“We see impressive clinical results in less than six months that have never been demonstrated in any other clinical approach for gout patients,” says Paul Hamelin, president of Savient Pharmaceuticals Inc., manufacturer of Krystexxa.

But the medication is not without side effects. In approving the new drug, the FDA is recommending that physicians give patients a corticosteroid and antihistamine before an infusion to prevent the kind of allergic reactions that affected one out of every four clinical trial participants. Mild reactions included skin rashes, hives, shortness of breath, chest discomfort, redness and itching. Severe reactions included wheezing, lip or tongue swelling, changes in blood pressure and anaphylaxis cases. The FDA says no one died in the clinical trials from these reactions, but stresses they have the potential to be life-threatening.

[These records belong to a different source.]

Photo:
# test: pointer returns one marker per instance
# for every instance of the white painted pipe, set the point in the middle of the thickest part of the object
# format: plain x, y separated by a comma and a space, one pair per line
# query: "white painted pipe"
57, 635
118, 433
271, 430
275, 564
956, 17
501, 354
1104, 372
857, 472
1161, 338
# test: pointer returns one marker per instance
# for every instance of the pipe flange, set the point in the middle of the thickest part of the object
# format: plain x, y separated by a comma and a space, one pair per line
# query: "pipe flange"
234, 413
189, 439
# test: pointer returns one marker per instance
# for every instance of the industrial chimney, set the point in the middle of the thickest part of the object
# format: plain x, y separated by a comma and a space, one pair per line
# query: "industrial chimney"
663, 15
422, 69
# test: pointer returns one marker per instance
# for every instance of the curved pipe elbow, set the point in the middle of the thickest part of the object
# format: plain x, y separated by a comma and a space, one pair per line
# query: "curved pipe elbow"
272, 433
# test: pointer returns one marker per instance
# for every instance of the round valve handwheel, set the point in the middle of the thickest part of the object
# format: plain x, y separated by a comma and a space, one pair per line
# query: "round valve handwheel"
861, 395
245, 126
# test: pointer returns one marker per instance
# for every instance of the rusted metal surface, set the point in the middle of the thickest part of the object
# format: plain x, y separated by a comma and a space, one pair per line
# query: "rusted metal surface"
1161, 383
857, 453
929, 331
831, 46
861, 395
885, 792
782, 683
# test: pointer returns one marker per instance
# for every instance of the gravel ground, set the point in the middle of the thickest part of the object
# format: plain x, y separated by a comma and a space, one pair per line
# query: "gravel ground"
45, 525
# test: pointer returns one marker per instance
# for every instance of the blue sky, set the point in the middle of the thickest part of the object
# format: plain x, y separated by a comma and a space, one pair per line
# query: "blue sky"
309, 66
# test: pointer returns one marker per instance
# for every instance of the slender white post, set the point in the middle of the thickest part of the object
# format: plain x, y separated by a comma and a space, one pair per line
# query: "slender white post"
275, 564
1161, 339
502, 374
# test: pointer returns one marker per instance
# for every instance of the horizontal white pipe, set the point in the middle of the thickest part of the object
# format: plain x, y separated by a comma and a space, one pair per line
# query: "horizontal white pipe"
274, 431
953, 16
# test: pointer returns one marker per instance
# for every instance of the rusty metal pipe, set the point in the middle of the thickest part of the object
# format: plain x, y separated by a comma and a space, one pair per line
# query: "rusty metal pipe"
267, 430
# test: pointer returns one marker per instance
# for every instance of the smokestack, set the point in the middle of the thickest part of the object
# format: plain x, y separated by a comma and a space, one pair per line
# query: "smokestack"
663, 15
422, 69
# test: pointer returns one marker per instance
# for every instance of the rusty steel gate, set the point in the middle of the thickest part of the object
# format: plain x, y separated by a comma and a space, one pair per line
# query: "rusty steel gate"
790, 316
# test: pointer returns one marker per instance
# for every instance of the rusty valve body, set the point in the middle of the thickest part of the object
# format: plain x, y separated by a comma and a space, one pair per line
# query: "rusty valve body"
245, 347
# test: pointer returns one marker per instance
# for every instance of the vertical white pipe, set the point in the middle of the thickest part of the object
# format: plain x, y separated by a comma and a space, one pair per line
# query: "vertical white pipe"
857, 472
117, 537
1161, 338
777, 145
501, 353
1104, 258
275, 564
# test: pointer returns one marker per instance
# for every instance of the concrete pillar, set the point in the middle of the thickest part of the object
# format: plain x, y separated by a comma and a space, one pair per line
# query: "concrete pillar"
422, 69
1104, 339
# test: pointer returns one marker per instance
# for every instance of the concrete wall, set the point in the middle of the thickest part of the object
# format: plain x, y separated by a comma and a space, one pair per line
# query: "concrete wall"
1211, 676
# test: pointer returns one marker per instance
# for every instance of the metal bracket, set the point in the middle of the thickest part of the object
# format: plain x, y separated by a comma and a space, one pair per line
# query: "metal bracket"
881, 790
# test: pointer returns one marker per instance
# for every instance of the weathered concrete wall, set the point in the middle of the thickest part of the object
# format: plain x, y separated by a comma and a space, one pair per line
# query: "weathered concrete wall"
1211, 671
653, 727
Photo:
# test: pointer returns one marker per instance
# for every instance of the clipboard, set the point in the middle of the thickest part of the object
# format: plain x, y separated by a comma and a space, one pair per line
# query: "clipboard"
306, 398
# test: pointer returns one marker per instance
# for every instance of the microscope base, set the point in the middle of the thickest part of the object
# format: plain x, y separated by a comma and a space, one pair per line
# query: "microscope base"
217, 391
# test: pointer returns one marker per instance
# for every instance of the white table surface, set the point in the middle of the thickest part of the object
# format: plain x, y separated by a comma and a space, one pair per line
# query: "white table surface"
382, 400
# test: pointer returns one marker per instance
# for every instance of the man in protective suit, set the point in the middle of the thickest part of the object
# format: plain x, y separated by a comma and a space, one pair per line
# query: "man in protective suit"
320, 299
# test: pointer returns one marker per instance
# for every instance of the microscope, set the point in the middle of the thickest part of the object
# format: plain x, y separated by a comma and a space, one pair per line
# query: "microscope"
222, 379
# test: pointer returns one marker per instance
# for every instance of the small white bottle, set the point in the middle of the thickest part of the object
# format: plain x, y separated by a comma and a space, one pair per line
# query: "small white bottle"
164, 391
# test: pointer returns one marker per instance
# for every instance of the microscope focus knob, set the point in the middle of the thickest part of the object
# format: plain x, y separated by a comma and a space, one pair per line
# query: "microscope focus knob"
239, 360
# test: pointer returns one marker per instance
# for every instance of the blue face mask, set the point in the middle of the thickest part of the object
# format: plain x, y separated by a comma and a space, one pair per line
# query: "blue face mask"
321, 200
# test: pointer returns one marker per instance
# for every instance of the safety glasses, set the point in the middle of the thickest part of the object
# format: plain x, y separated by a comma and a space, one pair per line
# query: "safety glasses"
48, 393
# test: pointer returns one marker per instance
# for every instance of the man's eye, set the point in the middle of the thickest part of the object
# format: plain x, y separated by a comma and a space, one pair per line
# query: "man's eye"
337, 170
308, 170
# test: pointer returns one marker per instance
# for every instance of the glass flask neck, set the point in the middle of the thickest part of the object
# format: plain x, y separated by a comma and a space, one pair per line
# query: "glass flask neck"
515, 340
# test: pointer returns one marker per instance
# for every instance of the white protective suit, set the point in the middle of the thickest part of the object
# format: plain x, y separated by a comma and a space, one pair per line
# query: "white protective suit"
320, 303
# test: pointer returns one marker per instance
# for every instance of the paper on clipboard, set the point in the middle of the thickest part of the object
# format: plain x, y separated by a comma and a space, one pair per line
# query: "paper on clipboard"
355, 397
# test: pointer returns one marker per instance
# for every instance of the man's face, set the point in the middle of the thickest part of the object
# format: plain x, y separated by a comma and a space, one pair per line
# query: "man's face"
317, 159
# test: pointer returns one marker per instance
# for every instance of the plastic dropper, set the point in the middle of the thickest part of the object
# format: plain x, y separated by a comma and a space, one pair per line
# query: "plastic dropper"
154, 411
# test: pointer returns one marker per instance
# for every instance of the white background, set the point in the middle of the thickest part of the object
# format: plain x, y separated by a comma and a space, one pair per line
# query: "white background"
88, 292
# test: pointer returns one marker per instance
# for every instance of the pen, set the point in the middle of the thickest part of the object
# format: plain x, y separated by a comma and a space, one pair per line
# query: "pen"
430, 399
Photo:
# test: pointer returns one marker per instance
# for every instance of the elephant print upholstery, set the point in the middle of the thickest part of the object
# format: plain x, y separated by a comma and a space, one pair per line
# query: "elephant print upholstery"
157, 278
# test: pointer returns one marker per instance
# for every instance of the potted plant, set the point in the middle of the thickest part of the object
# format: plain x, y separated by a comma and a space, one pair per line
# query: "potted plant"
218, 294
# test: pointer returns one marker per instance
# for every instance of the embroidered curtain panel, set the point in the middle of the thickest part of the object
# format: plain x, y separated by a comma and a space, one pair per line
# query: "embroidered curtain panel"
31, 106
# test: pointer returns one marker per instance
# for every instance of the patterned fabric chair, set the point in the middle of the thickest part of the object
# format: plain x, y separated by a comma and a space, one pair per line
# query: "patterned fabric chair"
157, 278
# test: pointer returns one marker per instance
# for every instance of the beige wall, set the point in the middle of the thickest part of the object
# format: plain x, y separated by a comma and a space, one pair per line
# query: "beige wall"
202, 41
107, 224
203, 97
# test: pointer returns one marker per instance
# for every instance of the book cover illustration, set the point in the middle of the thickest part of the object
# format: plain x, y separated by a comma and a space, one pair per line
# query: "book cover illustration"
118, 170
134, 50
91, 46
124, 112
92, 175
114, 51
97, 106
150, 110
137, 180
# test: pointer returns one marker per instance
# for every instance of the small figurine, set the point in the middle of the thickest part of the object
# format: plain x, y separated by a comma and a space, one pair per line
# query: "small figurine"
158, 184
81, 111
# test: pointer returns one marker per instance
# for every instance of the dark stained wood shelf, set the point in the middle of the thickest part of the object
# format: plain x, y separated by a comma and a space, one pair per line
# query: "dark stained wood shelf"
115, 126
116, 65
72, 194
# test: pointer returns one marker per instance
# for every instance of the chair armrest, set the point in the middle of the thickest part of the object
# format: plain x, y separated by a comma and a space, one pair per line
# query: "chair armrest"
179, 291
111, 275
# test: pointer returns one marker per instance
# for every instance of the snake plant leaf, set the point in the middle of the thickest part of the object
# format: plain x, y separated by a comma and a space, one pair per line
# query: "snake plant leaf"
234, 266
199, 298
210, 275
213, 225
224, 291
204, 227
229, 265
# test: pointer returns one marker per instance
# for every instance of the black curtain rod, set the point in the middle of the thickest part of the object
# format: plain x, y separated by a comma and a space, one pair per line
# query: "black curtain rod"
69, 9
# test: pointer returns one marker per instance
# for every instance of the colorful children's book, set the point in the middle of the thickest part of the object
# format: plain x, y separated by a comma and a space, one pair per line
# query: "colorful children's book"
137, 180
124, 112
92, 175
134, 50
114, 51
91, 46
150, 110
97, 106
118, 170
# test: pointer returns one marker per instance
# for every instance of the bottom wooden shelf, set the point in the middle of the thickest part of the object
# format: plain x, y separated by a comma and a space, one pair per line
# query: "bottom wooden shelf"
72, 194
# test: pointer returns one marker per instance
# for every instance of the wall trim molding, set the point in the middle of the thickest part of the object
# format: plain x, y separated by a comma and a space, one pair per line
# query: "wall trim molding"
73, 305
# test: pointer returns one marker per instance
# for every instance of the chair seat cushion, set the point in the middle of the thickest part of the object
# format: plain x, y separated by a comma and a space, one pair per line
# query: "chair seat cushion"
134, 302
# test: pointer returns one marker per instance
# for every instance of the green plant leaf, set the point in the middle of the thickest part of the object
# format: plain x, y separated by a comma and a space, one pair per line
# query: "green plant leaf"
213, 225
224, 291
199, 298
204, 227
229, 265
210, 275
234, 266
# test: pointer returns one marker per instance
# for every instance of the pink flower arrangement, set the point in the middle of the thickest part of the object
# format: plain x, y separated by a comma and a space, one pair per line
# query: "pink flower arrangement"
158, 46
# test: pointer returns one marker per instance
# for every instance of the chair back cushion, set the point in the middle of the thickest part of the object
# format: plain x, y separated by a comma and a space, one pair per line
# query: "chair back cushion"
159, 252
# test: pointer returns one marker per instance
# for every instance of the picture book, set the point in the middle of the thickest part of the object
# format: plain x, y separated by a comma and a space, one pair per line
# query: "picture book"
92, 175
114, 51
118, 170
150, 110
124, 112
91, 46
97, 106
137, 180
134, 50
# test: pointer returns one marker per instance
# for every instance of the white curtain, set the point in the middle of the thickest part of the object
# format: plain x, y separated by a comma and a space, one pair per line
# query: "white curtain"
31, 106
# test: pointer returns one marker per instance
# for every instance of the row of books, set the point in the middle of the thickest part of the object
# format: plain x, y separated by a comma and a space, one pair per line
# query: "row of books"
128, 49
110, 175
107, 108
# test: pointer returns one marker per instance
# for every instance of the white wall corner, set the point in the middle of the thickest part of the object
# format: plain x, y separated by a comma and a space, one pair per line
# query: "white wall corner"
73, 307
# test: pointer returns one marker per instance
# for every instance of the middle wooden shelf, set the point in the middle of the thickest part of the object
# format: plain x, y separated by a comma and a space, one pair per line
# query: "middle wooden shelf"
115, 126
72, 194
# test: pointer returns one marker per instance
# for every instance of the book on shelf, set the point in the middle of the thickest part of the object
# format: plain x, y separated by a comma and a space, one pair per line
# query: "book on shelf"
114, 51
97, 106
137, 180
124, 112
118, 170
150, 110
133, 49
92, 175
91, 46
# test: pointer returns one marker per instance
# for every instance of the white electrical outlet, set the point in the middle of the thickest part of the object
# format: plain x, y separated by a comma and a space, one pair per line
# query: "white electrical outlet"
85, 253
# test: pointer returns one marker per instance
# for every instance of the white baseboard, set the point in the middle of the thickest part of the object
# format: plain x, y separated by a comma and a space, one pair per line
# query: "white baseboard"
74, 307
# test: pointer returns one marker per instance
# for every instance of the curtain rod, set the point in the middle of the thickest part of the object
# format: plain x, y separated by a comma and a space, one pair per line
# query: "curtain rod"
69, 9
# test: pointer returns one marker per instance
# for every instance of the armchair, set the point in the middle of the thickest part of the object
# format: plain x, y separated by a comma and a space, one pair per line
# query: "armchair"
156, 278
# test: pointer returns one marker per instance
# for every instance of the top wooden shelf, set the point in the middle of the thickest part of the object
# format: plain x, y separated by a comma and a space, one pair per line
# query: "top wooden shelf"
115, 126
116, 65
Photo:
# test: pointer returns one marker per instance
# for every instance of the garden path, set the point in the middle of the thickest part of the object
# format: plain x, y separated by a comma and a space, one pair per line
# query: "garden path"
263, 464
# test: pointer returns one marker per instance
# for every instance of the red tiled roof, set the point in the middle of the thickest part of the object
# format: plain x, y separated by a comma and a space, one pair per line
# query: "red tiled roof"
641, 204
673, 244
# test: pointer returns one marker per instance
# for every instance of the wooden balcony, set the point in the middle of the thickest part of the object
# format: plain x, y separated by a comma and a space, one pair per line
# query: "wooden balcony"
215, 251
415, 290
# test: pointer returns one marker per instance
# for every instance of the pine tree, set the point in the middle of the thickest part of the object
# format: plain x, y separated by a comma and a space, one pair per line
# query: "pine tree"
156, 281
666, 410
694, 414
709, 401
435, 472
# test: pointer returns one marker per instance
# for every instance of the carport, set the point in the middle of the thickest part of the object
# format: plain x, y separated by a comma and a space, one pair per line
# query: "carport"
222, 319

“Reactions to the infusion occurred relatively frequently,” according to the e-mail from FDA spokespersons. “More severe, potentially life-threatening, allergic reactions occurred in about one in every 20 patients.

The FDA says other side effects include nausea, vomiting, constipation and chest pain. Krystexxa wasn’t tested on patients with congestive heart failure, so the FDA urges caution in giving it to patients with that condition.

Hyon Choi, MD, DrPH, professor of medicine at Boston University School of Medicine says this drug definitely has a role for those patients who fail to get a benefit from conventionally available gout medicine, such as allopurinol. But he says patients need to be aware of the challenges that will come with it too, especially the fact that some won’t tolerate it well.

“The problem is this is a foreign protein so people tend to develop antibodies so it loses efficacy or people develop hyper sensitive reactions,” Dr. Choi says. “Some people lose the efficacy after a few treatments and those people won’t get a benefit. But a lot of people do. But it does involve IVs, physician visits and it is costly, more than the regular oral pills. So it is useful for certain segments of gout patients, but not all of them.”

The FDA initially declined approval of the company’s drug, citing concerns about the proposed changes to the manufacturing process.

In clinical trials, 1 out of 4 patients receiving pegloticase experienced a severe allergic reaction. For that reason, the FDA has advised doctors to prescribe corticosteroids and antihistamine medications before treatment to minimize the risks.

Other side effects observed in clinical trials included gout flares, nausea, bruising, irritation of the nasal passages, constipation, chest pain and vomiting.